Notice of the time and place of the public hearing held on October 30, 1956, was published in a newspaper, the “New Haven Evening Register,” on October 20, 1956, and October 26, 1956. The plaintiff claims that the first notice was published less than ten days before the public hearing and that, consequently, the requirements of the statute were not complied with. The provision for publishing the first notice “no[t] less than ten days . . . before such hearing,” coupled with the provision that “a copy of such proposed regulation . . . shall be filed in the office of the town, city or borough clerk, as the case may be, in such municipality for public inspection at least ten days before such hearing,” evidences the intention of the framers of the statute that the period should be ten full or clear days. No other construction will give meaning to these words of the statute. When so many days “at least” are given to do an act, or “not less than” so many days must intervene, both the terminal days are excluded. Austin, Nichols & Co. v. Gilman, 100 Conn. 81, 85, 123 A. 32. As ten full days did not intervene between the publication of the first notice and the public hearing on October 30, 1956, the notification required by § 375d was not given. Compliance with the statutory procedure was a prerequisite to any valid and effective amendment of, or change in, the zoning regulations. Consequently, the failure to comply with the requirements of § 375d rendered the amendment of the zoning regulations invalid. State ex rel. Capurso v. Flis, 144 Conn. 473, 481, 133 A.2d 901.

Section 379d of the 1955 Cumulative Supplement[*140] provides that “[a]ny person or persons severally or jointly aggrieved” by any decision of a zoning board of appeals “may . . . take an appeal to the court of common pleas.” Section 381d provides that appeals from zoning commissions may be taken to the Court, of Common Pleas in the manner provided in § 379d. The defendant maintains that the plaintiff is not an aggrieved person and that “[i]n view of the unchallenged finding that [plaintiff] was not an aggrieved party, the judgment must be approved.” There is no unchallenged finding that the plaintiff was not an aggrieved person, since the court made no finding. In the absence of a finding, we turn to the memorandum of decision to ascertain the legal conclusions upon which the court based its judgment. State ex rel. Haverback v. Thomson, 134 Conn. 288, 291, 57 A.2d 259. An examination of the memorandum shows that the judgment was not based upon the conclusion that the plaintiff was not an aggrieved person but on the erroneous conclusion that the notice required by the statute was given. Ordinarily, if a case is tried on one theory, this court will determine the appeal upon the same theory. Maltbie, Conn.

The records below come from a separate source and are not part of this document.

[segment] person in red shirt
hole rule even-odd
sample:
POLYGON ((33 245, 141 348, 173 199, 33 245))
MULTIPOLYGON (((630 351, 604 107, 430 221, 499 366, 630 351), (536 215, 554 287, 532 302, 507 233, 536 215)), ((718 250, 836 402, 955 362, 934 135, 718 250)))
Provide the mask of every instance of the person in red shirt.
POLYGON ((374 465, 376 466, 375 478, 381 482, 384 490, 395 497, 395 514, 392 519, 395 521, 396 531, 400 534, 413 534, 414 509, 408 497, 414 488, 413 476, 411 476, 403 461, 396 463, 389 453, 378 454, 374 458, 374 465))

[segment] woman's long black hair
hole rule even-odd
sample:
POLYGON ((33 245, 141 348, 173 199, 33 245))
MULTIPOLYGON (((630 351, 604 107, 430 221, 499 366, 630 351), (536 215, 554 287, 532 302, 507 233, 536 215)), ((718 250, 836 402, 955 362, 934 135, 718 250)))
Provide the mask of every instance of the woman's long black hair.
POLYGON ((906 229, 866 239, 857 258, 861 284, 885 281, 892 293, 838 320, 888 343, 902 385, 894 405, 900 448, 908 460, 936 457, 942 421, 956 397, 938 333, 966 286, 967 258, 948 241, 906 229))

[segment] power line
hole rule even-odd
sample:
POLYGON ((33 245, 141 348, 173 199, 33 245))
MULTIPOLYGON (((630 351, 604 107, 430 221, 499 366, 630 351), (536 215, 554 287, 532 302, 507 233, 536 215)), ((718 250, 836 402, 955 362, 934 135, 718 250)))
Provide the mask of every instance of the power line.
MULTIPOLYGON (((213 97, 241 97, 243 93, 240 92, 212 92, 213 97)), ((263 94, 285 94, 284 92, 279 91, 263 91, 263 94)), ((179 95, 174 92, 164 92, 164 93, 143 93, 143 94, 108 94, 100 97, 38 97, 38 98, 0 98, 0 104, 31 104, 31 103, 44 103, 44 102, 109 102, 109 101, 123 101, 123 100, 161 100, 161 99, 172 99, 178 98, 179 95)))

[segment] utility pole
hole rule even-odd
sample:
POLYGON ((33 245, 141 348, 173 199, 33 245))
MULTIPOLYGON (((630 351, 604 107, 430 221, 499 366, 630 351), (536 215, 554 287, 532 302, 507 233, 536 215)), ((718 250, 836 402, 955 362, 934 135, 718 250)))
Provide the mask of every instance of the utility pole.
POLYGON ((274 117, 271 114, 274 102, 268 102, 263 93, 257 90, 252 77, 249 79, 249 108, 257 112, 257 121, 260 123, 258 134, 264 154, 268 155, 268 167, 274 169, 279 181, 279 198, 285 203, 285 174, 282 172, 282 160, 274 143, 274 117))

App. Proc., § 42. While the issue whether the plaintiff was an aggrieved person, as a technical matter, was raised in the pleadings, and the judgment file recited that the court “finds the issues for the defendant,” the case was actually tried on the theory that the plaintiff was an aggrieved person within the rule laid down in cases such as Kamerman v. LeRoy, 133 Conn. 232, 237, 50 A.2d 175, and O’Connor v. Board of Zoning Appeals, 140 Conn. 65, 72, 98 A.2d 515. Since the case was tried on that theory, this court will determine the appeal on the same theory. Had the court meant to find that the plaintiff was not an aggrieved person, it would have dismissed the appeal[*141] for lack of jurisdiction. Bardes v. Zoning Board, 141 Conn. 317, 318, 106 A.2d 160.

There is error, the judgment is set aside and the case is remanded with direction to render judgment •sustaining the appeal.

In this opinion the other judges concurred.